Norm of matrix and its maximum eigenvalue I've seen in some inequalities in the theory of ODEs that $\lVert Q \lVert \le \lambda_{max}(Q)$. What theorem from Linear Algebra is relevant here?
 A: I wonder whether the inequality isn't backward. 
$\|A\|_2$ is usually defined as the supremum, over all unit vectors $x$, of $\|Ax\|_2$. 

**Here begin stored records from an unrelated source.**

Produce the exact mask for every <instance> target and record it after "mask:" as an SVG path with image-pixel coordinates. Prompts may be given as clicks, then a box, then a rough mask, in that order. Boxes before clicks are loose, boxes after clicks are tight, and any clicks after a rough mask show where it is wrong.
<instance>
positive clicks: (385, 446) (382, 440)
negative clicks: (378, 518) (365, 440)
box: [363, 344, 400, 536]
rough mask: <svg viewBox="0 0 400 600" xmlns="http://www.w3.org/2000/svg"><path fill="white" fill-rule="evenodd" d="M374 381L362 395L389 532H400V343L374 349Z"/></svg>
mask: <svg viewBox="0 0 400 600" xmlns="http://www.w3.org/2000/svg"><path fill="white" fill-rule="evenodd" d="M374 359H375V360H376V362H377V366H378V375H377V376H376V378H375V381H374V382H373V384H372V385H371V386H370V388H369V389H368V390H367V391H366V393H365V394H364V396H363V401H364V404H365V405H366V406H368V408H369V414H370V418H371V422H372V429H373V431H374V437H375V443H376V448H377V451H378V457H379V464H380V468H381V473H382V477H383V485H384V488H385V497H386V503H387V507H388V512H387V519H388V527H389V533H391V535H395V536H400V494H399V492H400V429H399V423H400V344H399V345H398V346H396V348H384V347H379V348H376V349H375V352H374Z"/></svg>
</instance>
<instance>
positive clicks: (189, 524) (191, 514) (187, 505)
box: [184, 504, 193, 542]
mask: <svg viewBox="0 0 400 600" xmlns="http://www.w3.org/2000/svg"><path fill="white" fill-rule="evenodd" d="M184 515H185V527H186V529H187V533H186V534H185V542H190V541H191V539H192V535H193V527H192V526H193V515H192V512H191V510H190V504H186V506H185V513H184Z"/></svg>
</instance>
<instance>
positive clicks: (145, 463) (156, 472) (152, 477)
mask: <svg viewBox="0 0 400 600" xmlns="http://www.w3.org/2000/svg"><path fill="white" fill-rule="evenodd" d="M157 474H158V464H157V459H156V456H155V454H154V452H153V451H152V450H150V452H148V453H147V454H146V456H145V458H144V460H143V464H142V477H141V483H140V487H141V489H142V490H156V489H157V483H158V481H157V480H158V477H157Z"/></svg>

Let $\lambda$ be the largest eigenvalue of $A$ (in modulus), and let $v$ be a corresponding unit eigenvector. Then $$\|A\|_2\ge\|Av\|_2=\|\lambda v\|_2=|\lambda|\|v\|_2=|\lambda|$$
A: The equation is backwards, but there is a more general result that is applicable. This result can be found in textbooks such as Theorem 5.6.9 in   Matrix Analysis (2012) by Horn and Johnsson:

Let $\|Q\|$ denote a matrix norm of the matrix $Q$. Let  $\lambda$ be
an eigenvalue of $Q$. Let $\rho(Q)$ be the spectral norm of $Q$, which
is the absolute value of the largest eigenvalue:  $\rho(Q) \triangleq |\lambda_{max}(Q)|$.
$$|\lambda| \leq \rho(Q) \leq \|Q\| $$
and if $Q$ is invertible, then  $$\rho(Q) \geq |\lambda| \geq 1/ \|Q\| $$

Remark: If $\lambda_{max}(Q)$ is a nonnegative real value, then $\lambda_{max}(Q)=\rho(Q)$, and $ \lambda_{max}(Q) \leq \|Q\|$. Example of such occasions is if $Q$ is positive semidefinite or if $Q$ is a irreducible nonnegative (see Perron-Frobenius theorem).
A: You can also use the Jordan Normal Form of the matrix to show that all of the eigenvalues are less than the norm of the matrix.